A un gruppo di controllo di nove individui è stato fornito un neurofeedback fittizio: hanno eseguito gli stessi compiti dell'altro gruppo, ma il feedback non è venuto da loro ma da un partecipante casuale. Eseguendo le stesse identiche procedure con entrambi i gruppi utilizzando il neurofeedback reale o fittizio, i ricercatori sono stati in grado di distinguere l'effetto del neurofeedback reale sul controllo della corteccia uditiva primaria.

Lo studio rappresenta la prima volta che l'addestramento fMRI-neurofeedback è stato applicato per dimostrare che esiste una relazione significativa tra il controllo della corteccia uditiva primaria e i processi attenzionali. Questo è importante per lo sviluppo terapeutico, ha detto Sherwood, poiché i meccanismi neurali dell'acufene sono sconosciuti ma probabilmente correlati all'attenzione.

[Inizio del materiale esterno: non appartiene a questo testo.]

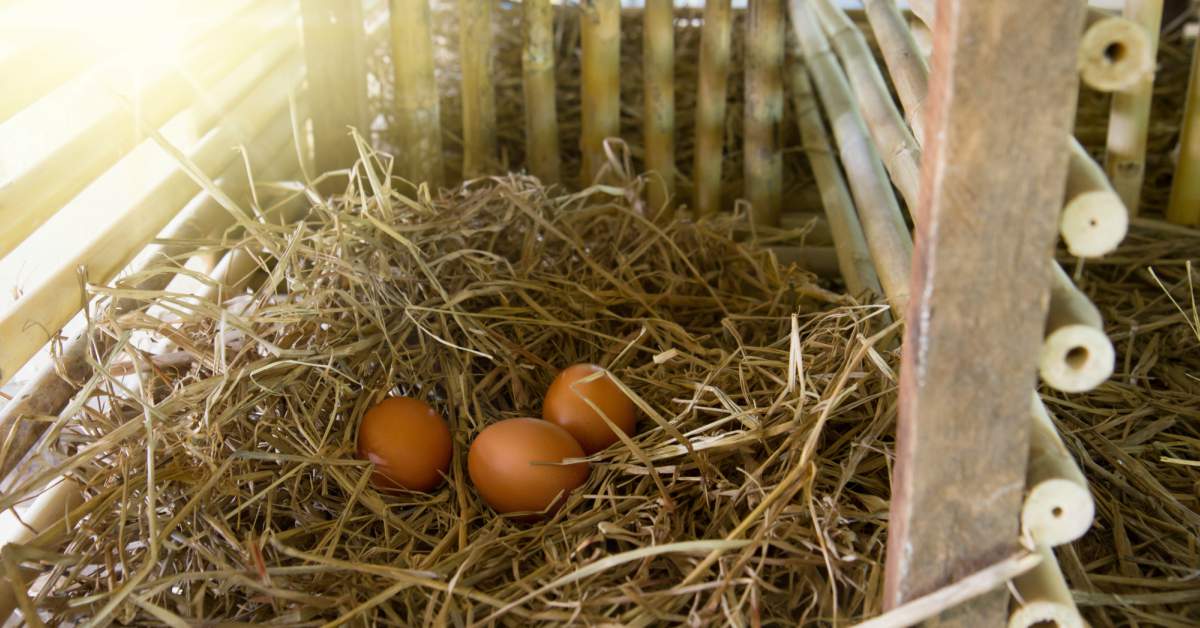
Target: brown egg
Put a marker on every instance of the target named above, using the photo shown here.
(565, 406)
(408, 442)
(504, 465)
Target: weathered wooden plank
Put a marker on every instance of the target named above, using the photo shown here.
(987, 223)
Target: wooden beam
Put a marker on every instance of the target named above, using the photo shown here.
(987, 225)
(335, 58)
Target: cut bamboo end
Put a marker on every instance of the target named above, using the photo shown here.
(1115, 54)
(1093, 223)
(1075, 358)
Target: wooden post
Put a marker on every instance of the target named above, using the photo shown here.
(714, 72)
(541, 112)
(979, 291)
(1129, 117)
(600, 34)
(763, 109)
(478, 90)
(1185, 205)
(335, 57)
(659, 117)
(418, 118)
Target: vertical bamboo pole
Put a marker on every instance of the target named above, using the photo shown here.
(417, 93)
(763, 109)
(541, 113)
(659, 117)
(1129, 115)
(714, 72)
(600, 33)
(1185, 205)
(478, 90)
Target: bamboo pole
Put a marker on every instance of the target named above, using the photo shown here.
(418, 120)
(1044, 597)
(1075, 356)
(850, 243)
(1129, 114)
(478, 90)
(763, 111)
(659, 118)
(541, 113)
(887, 235)
(1185, 204)
(712, 85)
(1059, 506)
(1115, 53)
(600, 34)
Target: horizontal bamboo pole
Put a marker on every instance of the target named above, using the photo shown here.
(712, 88)
(1059, 506)
(418, 111)
(1077, 356)
(1115, 53)
(1129, 114)
(30, 198)
(478, 90)
(850, 243)
(541, 112)
(659, 117)
(887, 235)
(762, 155)
(57, 297)
(1185, 204)
(1045, 599)
(600, 36)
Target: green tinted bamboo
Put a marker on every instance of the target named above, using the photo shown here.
(850, 243)
(763, 111)
(600, 34)
(478, 91)
(1185, 205)
(712, 85)
(887, 235)
(418, 118)
(541, 113)
(659, 118)
(1129, 117)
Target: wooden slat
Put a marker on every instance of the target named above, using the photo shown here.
(658, 46)
(418, 115)
(541, 112)
(245, 48)
(763, 109)
(478, 90)
(714, 72)
(335, 61)
(979, 292)
(55, 298)
(600, 39)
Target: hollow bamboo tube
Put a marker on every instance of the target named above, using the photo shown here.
(418, 117)
(1045, 599)
(887, 235)
(658, 47)
(478, 90)
(1093, 219)
(712, 85)
(898, 147)
(1114, 54)
(763, 111)
(1059, 506)
(1129, 115)
(1185, 204)
(1075, 356)
(850, 243)
(541, 112)
(600, 35)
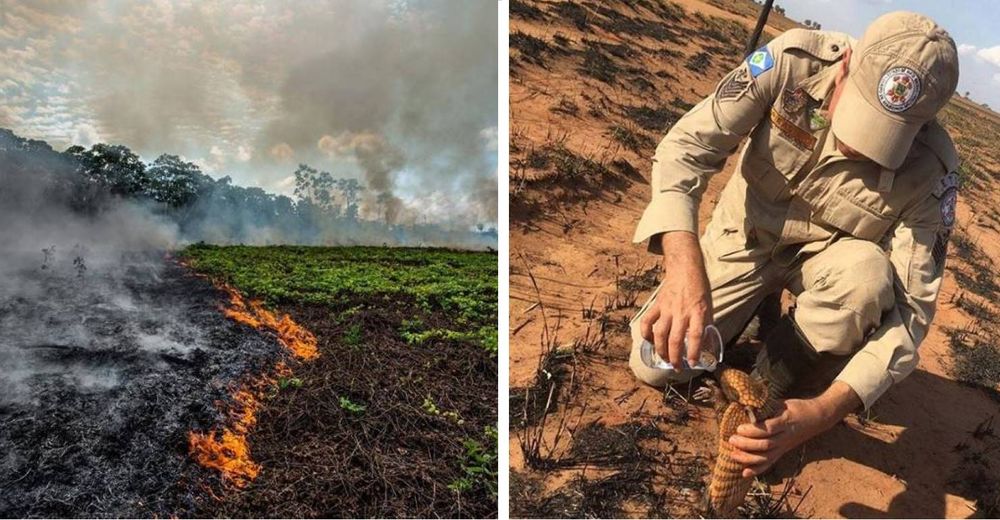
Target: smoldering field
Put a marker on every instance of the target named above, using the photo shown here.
(109, 354)
(110, 350)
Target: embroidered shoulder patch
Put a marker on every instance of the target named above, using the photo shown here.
(948, 202)
(948, 182)
(760, 61)
(734, 85)
(940, 249)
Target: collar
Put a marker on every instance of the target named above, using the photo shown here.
(820, 85)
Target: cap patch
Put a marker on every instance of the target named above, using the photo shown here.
(760, 62)
(899, 89)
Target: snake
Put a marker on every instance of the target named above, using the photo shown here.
(742, 399)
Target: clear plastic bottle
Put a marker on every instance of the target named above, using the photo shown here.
(708, 359)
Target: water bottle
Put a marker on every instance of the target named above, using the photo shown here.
(708, 359)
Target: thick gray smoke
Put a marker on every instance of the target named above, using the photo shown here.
(61, 270)
(252, 90)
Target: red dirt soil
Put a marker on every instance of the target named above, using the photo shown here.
(571, 228)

I risultati rappresentano una strada promettente di ricerca che potrebbe portare a miglioramenti in altre aree della salute come la gestione del dolore, secondo il dottor Sherwood.

"In definitiva, vorremmo prendere ciò che abbiamo imparato dalla risonanza magnetica e sviluppare un programma di neurofeedback che non richieda l'uso della risonanza magnetica, come un'app o una terapia domiciliare che potrebbe essere applicata all'acufene e ad altre condizioni", ha detto.